On Saturday, as the nation prepared to commemorate its 75th Independence Day, a nine-year-old Dalit child from Rajasthan’s Jalore district succumbed to his injuries, allegedly inflicted by a person who should have given wings to his dreams — his teacher. The FIR in the case should be read as a sobering reality check on the terrible inequalities that continue to afflict and debilitate the nation as it aims to become the “destination,” where as Prime Minister Narendra Modi said from the ramparts of Red Fort, “aspirations are met”. “Indra was a child. He didn’t know that the matki (earthen pot) that he drank from had been kept separately for the savarna jati (upper caste) teacher”… “the teacher abused him with casteist slurs and beat him up, resulting in internal injuries”, the FIR says. These words should prick the nation’s conscience, and remind policymakers of unmet promises and unfinished tasks, as India begins the “Amrit Kaal” to the centenary of its Independence. The Ashok Gehlot government must ensure that due processes are rolled out swiftly and surely to provide justice in this case.
That casteist violence is a grim lived reality — at odds with India’s constitutional principles — for a large section of the country’s Scheduled Caste (SC) and Scheduled Tribe (ST) communities is borne out by numerous reports and surveys. National Crime Records Bureau (NCRB) data show that a crime was committed every 10 minutes against a person from an SC community in 2020. Rajasthan along with Bihar, UP and Madhya Pradesh accounts for two-thirds of such crimes though these four states constitute about 40 per cent of the country’s population. Cases registered in Rajasthan under the Scheduled Castes and Scheduled Tribes (Prevention of Atrocities) Act went up from around 6,000 in 2018 to more than 8,500 in 2020. Worryingly, the conviction rate in the state in such cases has gone down in these four years — from 11 per cent in 2016 to less than 8 per cent in 2020.

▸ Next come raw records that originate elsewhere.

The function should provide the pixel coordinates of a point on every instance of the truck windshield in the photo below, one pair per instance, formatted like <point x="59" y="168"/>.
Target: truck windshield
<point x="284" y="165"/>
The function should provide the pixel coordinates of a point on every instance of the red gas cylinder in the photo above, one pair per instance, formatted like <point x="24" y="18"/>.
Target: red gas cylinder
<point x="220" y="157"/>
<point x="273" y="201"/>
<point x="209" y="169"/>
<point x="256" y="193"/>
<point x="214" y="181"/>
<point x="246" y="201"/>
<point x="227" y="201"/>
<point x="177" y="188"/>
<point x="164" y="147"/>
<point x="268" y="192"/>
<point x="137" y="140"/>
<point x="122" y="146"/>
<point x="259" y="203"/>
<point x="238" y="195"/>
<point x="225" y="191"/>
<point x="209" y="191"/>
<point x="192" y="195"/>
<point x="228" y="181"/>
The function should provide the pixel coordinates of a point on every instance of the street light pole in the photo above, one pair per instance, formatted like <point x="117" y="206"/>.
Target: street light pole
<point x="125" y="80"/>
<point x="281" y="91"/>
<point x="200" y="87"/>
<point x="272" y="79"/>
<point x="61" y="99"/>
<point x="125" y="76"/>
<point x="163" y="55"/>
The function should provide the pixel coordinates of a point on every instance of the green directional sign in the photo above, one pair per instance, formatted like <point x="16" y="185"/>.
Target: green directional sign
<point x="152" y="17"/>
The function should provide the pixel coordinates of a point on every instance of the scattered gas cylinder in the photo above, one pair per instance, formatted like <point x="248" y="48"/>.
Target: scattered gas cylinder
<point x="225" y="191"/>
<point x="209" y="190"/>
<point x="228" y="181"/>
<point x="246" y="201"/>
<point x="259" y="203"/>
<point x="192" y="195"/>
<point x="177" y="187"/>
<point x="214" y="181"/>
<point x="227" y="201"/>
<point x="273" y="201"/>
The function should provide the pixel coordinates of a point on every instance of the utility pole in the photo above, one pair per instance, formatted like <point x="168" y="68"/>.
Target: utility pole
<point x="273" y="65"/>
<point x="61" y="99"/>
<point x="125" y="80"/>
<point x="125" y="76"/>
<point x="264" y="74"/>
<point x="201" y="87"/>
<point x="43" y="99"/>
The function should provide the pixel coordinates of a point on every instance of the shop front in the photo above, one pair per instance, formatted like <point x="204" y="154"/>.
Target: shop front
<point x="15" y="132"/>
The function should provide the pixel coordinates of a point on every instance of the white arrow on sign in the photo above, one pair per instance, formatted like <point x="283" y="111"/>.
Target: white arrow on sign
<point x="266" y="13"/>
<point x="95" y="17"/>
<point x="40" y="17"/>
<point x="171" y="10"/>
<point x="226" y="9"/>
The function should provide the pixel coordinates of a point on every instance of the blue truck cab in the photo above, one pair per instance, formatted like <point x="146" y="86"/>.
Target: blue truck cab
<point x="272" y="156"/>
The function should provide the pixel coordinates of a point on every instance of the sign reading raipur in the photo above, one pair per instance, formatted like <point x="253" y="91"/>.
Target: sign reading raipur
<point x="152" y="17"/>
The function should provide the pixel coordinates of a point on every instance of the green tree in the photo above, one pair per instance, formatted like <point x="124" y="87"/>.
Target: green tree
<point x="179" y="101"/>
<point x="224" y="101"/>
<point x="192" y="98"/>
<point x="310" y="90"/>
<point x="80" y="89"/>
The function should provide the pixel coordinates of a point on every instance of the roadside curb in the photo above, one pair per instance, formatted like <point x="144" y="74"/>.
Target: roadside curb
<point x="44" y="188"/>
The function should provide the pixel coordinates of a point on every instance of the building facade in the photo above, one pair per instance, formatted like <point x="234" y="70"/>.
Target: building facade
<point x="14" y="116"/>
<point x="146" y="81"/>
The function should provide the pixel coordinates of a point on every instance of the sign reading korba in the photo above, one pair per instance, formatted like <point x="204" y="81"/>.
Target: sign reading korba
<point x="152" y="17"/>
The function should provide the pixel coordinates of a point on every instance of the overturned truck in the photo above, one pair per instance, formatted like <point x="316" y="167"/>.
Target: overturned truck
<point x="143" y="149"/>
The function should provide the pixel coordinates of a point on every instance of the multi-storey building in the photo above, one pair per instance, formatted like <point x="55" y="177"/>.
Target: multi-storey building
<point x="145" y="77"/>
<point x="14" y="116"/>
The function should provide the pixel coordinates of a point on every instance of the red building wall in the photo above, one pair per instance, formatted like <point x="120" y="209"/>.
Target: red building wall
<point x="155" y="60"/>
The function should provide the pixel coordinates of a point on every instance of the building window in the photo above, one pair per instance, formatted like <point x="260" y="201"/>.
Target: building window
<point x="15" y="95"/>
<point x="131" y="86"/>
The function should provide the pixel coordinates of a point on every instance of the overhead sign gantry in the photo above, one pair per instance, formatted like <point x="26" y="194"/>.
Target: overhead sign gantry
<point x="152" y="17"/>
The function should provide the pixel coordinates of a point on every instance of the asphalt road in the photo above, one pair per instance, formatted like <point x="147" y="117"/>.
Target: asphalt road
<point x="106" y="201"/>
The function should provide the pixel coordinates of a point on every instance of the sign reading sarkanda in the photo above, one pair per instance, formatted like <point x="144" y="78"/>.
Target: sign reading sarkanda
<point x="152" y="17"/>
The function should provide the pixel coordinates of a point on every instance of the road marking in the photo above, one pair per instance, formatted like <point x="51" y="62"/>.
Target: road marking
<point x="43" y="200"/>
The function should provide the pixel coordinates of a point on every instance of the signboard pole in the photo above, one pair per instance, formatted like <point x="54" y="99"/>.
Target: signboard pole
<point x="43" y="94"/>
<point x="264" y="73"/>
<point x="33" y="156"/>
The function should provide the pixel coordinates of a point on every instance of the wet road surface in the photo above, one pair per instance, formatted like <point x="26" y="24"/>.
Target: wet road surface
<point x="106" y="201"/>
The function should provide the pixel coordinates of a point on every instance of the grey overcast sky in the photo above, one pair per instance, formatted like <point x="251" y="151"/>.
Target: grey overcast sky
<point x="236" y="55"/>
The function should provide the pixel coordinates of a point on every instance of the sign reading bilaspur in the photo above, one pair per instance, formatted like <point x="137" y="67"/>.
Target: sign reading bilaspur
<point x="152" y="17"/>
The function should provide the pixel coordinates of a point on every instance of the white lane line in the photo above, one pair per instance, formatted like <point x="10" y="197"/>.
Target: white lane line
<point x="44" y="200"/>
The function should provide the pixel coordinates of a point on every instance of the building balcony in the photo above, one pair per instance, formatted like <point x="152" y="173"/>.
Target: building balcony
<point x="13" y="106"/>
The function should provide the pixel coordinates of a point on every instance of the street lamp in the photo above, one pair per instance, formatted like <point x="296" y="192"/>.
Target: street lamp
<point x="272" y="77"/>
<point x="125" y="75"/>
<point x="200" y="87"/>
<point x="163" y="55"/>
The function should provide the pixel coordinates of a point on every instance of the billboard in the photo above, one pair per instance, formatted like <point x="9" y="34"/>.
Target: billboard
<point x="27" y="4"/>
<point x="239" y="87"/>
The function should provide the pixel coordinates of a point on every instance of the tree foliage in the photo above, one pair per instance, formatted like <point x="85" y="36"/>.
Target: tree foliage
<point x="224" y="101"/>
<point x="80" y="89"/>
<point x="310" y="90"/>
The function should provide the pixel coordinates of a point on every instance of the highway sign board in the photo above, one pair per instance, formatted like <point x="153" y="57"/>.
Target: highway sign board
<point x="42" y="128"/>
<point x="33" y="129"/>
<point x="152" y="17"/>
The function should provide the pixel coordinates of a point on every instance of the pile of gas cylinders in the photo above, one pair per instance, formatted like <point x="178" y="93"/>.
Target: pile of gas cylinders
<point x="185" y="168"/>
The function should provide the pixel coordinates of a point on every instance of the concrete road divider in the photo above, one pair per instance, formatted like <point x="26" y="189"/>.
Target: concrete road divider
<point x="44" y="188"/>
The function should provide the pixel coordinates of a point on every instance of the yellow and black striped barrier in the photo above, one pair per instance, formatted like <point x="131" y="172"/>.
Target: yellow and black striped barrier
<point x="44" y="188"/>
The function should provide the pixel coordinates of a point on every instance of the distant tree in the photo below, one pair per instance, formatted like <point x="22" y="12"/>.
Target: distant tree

From the lack of enabling measures that force thousands of SC &ST students to drop out of institutions of learning every year to the persecution that can drive a young scholar like Rohith Vemula to take his own life, the discrimination faced by Dalit youth is endemic and deeply ingrained. Swift action in the case of the atrocity at Jalore will signal the state’s resolve to stamp out the oppression that bedevils the aspirations of its young. That should also be an urgent imperative for a nation aspiring to be a knowledge hub.
This editorial first appeared in the print edition on August 16, 2022 under the title ‘Death by inequality’.